Cette bizarrerie crée par Ben Bowlby a une histoire originale. A la base conçue pour l’Indycar à partir de 2012, la Deltawing est recalée car trop radicale et c’est Dallara qui est choisi pour fournir les châssis. A défaut de la voir aux 500 miles d’Indianapolis, la machine va s’aventurer en endurance et plus précisément en American le Mans Series (ALMS) ainsi qu’au Mans justement. Plusieurs noms bien connus vont soutenir ce projet : Chip Ganassi Racing, Panoz qui s’est « approprié » le projet, Highcroft Racing (pour l’exploitation) et enfin Nissan qui va apporter une assistance technique et plus que ça…
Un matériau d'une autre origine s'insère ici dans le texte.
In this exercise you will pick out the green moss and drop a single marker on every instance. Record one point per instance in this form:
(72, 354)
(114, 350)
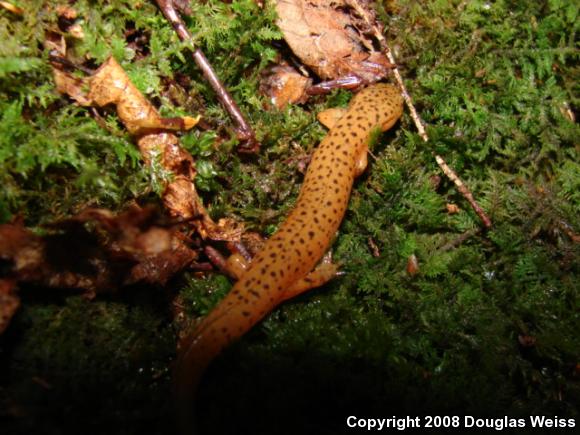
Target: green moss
(495, 82)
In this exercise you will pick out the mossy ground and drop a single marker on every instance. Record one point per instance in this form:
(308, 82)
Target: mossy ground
(495, 81)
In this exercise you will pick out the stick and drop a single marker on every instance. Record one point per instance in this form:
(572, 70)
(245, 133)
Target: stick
(243, 130)
(461, 187)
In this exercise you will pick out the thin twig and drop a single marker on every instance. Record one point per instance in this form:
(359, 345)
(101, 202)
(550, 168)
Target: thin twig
(243, 130)
(461, 187)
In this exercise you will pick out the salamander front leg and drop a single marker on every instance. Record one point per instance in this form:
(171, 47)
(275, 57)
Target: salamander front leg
(324, 272)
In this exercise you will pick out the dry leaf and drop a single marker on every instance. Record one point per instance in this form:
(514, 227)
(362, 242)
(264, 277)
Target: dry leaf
(452, 208)
(110, 85)
(114, 250)
(12, 8)
(412, 265)
(330, 38)
(284, 85)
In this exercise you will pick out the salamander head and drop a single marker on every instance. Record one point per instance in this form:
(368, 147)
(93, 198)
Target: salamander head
(381, 103)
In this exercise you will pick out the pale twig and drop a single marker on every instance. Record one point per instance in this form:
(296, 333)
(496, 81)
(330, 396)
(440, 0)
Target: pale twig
(461, 187)
(244, 131)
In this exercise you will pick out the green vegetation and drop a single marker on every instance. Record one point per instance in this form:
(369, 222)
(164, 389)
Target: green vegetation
(496, 82)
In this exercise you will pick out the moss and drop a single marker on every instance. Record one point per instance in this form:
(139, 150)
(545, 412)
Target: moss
(495, 82)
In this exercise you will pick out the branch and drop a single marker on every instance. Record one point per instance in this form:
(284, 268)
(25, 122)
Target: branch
(461, 187)
(243, 130)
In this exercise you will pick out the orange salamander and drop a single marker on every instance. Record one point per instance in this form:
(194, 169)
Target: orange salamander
(287, 264)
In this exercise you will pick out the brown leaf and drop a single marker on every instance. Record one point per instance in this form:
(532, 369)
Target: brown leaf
(284, 85)
(111, 85)
(330, 37)
(109, 250)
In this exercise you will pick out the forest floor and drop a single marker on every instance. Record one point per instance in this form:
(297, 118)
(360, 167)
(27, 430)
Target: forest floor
(487, 327)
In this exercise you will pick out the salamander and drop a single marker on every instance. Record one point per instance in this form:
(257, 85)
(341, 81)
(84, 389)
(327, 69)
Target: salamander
(286, 266)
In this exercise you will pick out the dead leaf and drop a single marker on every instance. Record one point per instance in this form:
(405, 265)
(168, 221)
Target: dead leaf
(284, 85)
(452, 208)
(110, 251)
(12, 8)
(412, 265)
(331, 38)
(110, 85)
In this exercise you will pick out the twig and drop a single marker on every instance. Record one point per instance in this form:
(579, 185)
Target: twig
(459, 240)
(243, 130)
(461, 187)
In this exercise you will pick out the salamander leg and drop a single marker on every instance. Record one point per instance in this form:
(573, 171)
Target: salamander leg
(323, 273)
(330, 117)
(362, 161)
(236, 265)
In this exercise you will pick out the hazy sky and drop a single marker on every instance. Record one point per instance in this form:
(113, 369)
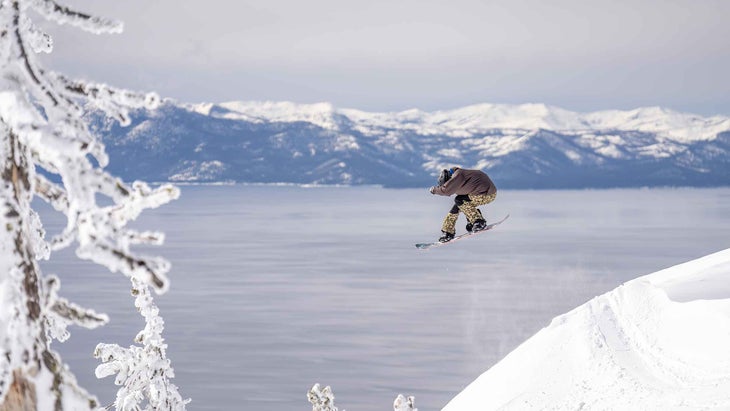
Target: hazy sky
(397, 54)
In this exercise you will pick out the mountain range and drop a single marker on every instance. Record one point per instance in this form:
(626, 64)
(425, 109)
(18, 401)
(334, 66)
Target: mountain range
(520, 146)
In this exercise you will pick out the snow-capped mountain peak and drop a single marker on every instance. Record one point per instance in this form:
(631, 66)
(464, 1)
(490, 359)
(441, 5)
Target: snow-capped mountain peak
(526, 145)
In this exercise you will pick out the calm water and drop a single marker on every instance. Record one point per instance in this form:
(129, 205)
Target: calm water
(276, 288)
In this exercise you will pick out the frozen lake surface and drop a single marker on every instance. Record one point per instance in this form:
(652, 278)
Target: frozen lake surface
(276, 288)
Son apparition dans la Sarthe en 2012 a visiblement donné des idées au constructeur nippon, qui était présent dans cette mythique épreuve dans les années 1980 à 1999 avant de revenir comme motoriste en 2011 pour les équipes présentes en LMP2.
En début d’année 2013, Nissan ne soutient plus le programme de la Deltawing/ Panoz (qui continuera en ALMS avec des fortunes diverses) et annonce dans la foulé (via Carlos Ghosn, alors PDG de Renault-Nissan) son retour officiel au Mans pour 2014 en tant que voiture du Garage 56. Un choix curieux et original, d’autant que cette future machine sera apparemment « excentrique » et utilisera une motorisation électrique, et il faut bien préciser que tout ceci n'est qu'un prélude à un réel retour en 2015 en LMP1.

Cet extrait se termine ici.